Of 482 patients, 18 (3.7%) treated during 2011-2017 met the study criteria. VC was most commonly found over the dome/anterior wall (7/18, 38%) and as pancystitis (7/18, 38%). There was often concomitant cystitis cystica of the trigone (8/18, 44%). At post-EF cystoscopy, persistence of VC was noted in 10/18 (56%) patients; 6/18 (33%) underwent repeat EF and an additional 3/18 (17%) were retreated due to new lesions after initial resolution. Two (11%) patients required simple cystectomy and urinary diversion due to RUTIs refractory to all interventions. Within a median follow-up of 2.8 years after EF, clinical cure was observed in 5/18 (28%), improvement in 10/18 (56%), and failure in 3/18 (17%) patients.

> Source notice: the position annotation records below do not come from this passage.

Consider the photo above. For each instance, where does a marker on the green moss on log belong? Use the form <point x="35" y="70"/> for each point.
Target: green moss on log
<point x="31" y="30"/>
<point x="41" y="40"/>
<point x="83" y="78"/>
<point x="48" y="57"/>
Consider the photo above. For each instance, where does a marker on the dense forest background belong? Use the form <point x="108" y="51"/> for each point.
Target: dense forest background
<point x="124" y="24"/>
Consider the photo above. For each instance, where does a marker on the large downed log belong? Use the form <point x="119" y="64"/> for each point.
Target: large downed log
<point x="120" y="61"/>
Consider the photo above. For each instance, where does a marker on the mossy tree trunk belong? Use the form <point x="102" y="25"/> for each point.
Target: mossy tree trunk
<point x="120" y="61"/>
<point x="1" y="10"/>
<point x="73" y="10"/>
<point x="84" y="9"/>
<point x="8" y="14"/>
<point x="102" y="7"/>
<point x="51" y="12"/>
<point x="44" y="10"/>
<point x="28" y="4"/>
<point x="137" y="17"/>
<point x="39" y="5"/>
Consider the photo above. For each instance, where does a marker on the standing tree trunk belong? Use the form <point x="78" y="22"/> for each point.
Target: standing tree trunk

Among women with antibiotic-refractory RUTIs, VC is an infrequent and persistent form of cystitis with a predilection for non-trigonal bladder surfaces, whose management is challenging.
本研究旨在报告在抗生素难治性复发性尿路感染(RUTI)女性中出现的透明膀胱黏膜囊泡的囊泡性膀胱炎(VC)的表现和结局。
我们对机构审查委员会批准的关于抗生素难治性 RUTI 的系列研究进行了分析,选择在膀胱镜检查中记录有 VC 病变的患者。所有患者均有 RUTI,定义为每年≥3 次尿路感染,尿液培养阳性。所有患者均接受了广泛的抗生素治疗,但 RUTI 未得到缓解,并作为最后手段在麻醉下接受 VC 病变电灼术(EF)治疗。所有患者在 EF 术后 6 个月进行门诊膀胱镜检查,记录病变的持续或缓解情况,并根据 RUTI 频率进行临床结局评估。
在 482 名患者中,有 18 名(3.7%)在 2011 年至 2017 年期间接受了治疗,符合研究标准。VC 最常见于穹窿/前壁(7/18,38%)和全膀胱炎(7/18,38%)。三角区经常伴有囊状膀胱炎(8/18,44%)。EF 术后膀胱镜检查时,18 例患者中有 10 例(56%)VC 持续存在;6 例(33%)再次接受 EF 治疗,另外 3 例(17%)在初始缓解后因新病变而再次治疗。2 例(11%)患者由于所有干预措施均无效而需要进行简单的膀胱切除术和尿流改道。EF 后中位随访 2.8 年,5/18 例(28%)患者临床治愈,10/18 例(56%)患者病情改善,3/18 例(17%)患者治疗失败。
在抗生素难治性 RUTI 女性中,VC 是一种罕见且持续存在的膀胱炎形式,主要发生于非三角区膀胱表面,其治疗具有挑战性。